The OECD is concerned about “unwanted developments” within the Israeli housing market and has called for the “progressive withdrawal of monetary stimulus,” due in part to the large involvement of the banks in Israel. Additionally, the international organization recommends that Israel significantly increase its spending on health, pensions and education.
The Organization for Economic Co-operation and Development (OECD) published a report today (Tuesday) concerning the Israeli economy and applauds the country’s expected growth. However, the report also addresses some troubling signs within the Israeli housing market and offers the government steps that may moderate the rising real estate prices.
According to the report, Israel’s economic growth is expected to increase by more than 3.4% in 2018 and 2019. Part of the growth is attributed to the development of new gas fields and to higher wage increases, which is affected by Israel’s low unemployment rate. “Appropriate” fiscal conditions are expected to support domestic demand, which will improve economic growth, and the organization also mentioned the shekel’s stability and strength.

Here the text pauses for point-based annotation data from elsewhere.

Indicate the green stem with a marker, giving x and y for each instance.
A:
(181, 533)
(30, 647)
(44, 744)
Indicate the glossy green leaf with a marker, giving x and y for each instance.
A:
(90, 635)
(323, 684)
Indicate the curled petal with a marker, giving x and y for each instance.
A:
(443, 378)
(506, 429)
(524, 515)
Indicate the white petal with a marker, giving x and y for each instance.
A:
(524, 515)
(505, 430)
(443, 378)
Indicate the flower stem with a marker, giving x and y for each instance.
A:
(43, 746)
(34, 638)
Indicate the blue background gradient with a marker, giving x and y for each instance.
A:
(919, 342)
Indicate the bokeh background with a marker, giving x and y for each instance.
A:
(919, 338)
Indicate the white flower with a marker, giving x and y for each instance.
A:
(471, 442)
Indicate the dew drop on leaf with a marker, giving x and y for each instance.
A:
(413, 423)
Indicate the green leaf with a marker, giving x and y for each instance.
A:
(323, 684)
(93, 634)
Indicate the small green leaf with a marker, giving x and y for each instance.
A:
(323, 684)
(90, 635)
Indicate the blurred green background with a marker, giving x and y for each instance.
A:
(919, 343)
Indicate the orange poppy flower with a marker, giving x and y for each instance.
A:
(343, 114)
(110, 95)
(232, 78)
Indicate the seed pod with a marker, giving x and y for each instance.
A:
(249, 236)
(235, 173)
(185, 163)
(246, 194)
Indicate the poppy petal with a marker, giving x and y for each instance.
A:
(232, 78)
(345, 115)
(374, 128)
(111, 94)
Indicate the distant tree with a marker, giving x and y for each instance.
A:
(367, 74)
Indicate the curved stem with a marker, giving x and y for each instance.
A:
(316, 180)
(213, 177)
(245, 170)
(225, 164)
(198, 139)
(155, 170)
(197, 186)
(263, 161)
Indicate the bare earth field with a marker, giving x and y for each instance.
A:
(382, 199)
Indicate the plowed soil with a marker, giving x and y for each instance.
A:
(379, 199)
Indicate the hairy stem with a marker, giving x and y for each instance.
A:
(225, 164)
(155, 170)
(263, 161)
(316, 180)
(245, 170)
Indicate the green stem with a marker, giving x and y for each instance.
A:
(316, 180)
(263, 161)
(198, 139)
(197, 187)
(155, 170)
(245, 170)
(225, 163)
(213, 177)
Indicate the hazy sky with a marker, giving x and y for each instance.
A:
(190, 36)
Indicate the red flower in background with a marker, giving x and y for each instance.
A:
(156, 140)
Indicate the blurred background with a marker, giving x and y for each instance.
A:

Furthermore, the international organization calls for the government to take several economic steps, such as “gradual tightening” in terms of economic stimulus in order to moderate the housing market. On the other hand, the OECD also recommends that the Israeli government increase spending on education, health and pensions in order to promote economic growth (“infiltration”) into many segments of the population.
“As house prices continue to increase rapidly, the authorities should maintain prudent macro-prudential policies,” the organization warned. “The risks of unfavourable developments in the real estate market remain high, and the banks are heavily involved in this sector. Continued public debt control and wide budgetary margins are needed given Israel’s particular geopolitical situation.”